How to Read a Pulmonary Function Test

A Pulmonary Function Test (PFT) is a non-invasive procedure that measures lung capacity, volume, and airflow rates. PFTs are frequently performed to diagnose common respiratory conditions, such as chronic obstructive pulmonary disease (COPD), asthma, and pulmonary fibrosis. Physicians use this objective data to gauge the severity of lung impairment, monitor disease progression, and evaluate treatment effectiveness.

The Foundation: Key Spirometry Measurements

Spirometry is the initial and most common part of a PFT, focusing on forced breathing maneuvers using three primary values. Forced Vital Capacity (FVC) represents the total volume of air you can forcefully exhale after taking the deepest possible breath. A low FVC suggests a limitation in the total amount of air the lungs can hold or move.

Forced Expiratory Volume in 1 Second (FEV1) quantifies the volume of air forcefully expelled from the lungs during the first second of exhalation. This value reflects the speed and ease with which air leaves the airways, acting as a direct indicator of airflow obstruction.

The relationship between these two volumes is summarized by the FEV1/FVC Ratio, calculated by dividing the FEV1 by the FVC. This ratio is the most informative number on the spirometry report, revealing whether reduced lung function is due to narrowed airways or limited lung volume. In healthy adults, this ratio typically falls between 70% and 85%.

Establishing the Baseline: Understanding Predicted Values

PFT results must be interpreted relative to the “Predicted Value,” a statistical average calculated using demographic data. Reference equations account for your age, height, sex, and ethnicity, as these factors naturally influence lung size and function. Results are reported as a percentage of this predicted value, showing how your performance compares to the expected average for your demographic.

For example, an FEV1 of 100% predicted means your airflow aligns perfectly with the statistical norm. A result is considered abnormal only if it falls below the Lower Limit of Normal (LLN). The LLN is mathematically defined as the 5th percentile of results from a healthy population.

While 80% predicted is sometimes used as a simple guideline, the LLN is a more statistically accurate cutoff, especially for the FEV1/FVC ratio, because it accounts for the natural decline in lung function that occurs with age.

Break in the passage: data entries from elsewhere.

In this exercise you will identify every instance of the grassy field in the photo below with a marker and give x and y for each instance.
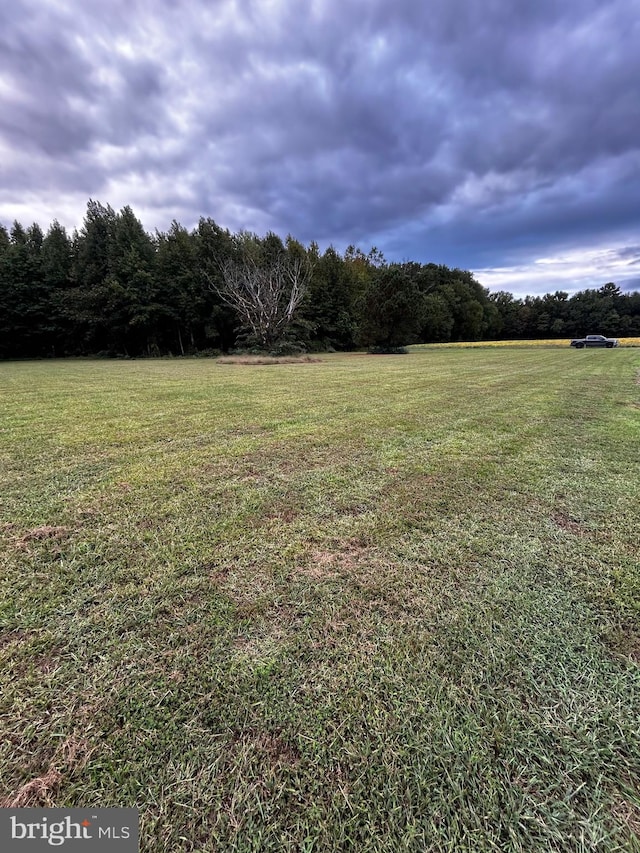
(366, 603)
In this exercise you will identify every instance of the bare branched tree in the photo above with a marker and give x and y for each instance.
(264, 293)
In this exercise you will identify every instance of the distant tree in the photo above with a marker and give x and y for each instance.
(392, 310)
(264, 284)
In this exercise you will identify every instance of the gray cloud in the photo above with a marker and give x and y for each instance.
(464, 133)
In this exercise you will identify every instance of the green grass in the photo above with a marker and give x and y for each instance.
(370, 603)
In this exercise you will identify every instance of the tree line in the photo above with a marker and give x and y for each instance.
(111, 289)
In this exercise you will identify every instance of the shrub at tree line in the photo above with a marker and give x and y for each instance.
(113, 289)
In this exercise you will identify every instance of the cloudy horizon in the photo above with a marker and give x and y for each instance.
(500, 138)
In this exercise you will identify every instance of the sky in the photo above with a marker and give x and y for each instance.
(500, 136)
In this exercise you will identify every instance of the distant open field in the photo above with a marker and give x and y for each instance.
(540, 342)
(365, 603)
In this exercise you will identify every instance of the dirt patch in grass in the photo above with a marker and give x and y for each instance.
(345, 556)
(41, 534)
(625, 641)
(563, 521)
(14, 638)
(629, 815)
(270, 745)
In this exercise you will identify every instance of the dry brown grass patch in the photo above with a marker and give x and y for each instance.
(40, 534)
(40, 792)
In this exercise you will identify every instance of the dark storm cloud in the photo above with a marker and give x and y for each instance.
(466, 133)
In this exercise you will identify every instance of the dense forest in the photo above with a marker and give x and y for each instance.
(112, 289)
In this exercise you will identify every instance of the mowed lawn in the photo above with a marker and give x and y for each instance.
(369, 603)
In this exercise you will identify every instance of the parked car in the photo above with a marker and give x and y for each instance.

Interpreting Results: Identifying Obstructive and Restrictive Patterns

Synthesizing the FEV1, FVC, and their ratio allows for the identification of two primary patterns of lung dysfunction.

Obstructive Pattern

The Obstructive Pattern is characterized by a disproportionately low FEV1 compared to FVC, resulting in an FEV1/FVC ratio typically below the LLN. This pattern signals difficulty moving air out of the lungs quickly due to narrowed or blocked airways. Common causes include asthma, chronic bronchitis, and emphysema (components of COPD).

The inability to fully empty the lungs can lead to air trapping and hyperinflation. Severity is graded based on how low the FEV1 percentage of predicted is.

Restrictive Pattern

The Restrictive Pattern is suggested when the FVC is low, but the FEV1/FVC ratio remains normal or elevated. This indicates that the airways are open, but the total lung volume is reduced, making it difficult to get air in. Restriction can stem from issues that stiffen the lung tissue, such as pulmonary fibrosis, or external factors like chest wall deformities or severe obesity.

A normal pattern is confirmed when the FEV1, FVC, and the FEV1/FVC ratio are all above the lower limit of normal. A Mixed Pattern shows characteristics of both obstruction and restriction, typically a low FEV1/FVC ratio accompanied by a significantly low FVC. This complex presentation requires further investigation using additional lung volume measurements.

Beyond Flow Rates: Assessing Lung Volumes and Gas Exchange

While spirometry provides a strong initial assessment, a complete PFT often includes measurements of static lung volumes and gas exchange for a deeper diagnosis. Lung Volume Measurements, such as Total Lung Capacity (TLC) and Residual Volume (RV), confirm or rule out a restrictive pattern. TLC is the total amount of air the lungs can hold after a maximal inhalation.

A TLC value below the LLN definitively confirms a true restrictive defect. Conversely, an increased RV (the air remaining after maximal exhalation) points toward air trapping and hyperinflation, often seen in severe obstructive diseases like emphysema.

The Diffusing Capacity of the Lung for Carbon Monoxide (DLCO) measures how efficiently oxygen moves from the air sacs into the bloodstream. This test uses carbon monoxide to indirectly assess the integrity of the alveolar-capillary membrane. A low DLCO suggests damage to the lung tissue’s gas-exchange surface, a finding common in diseases like emphysema and pulmonary fibrosis.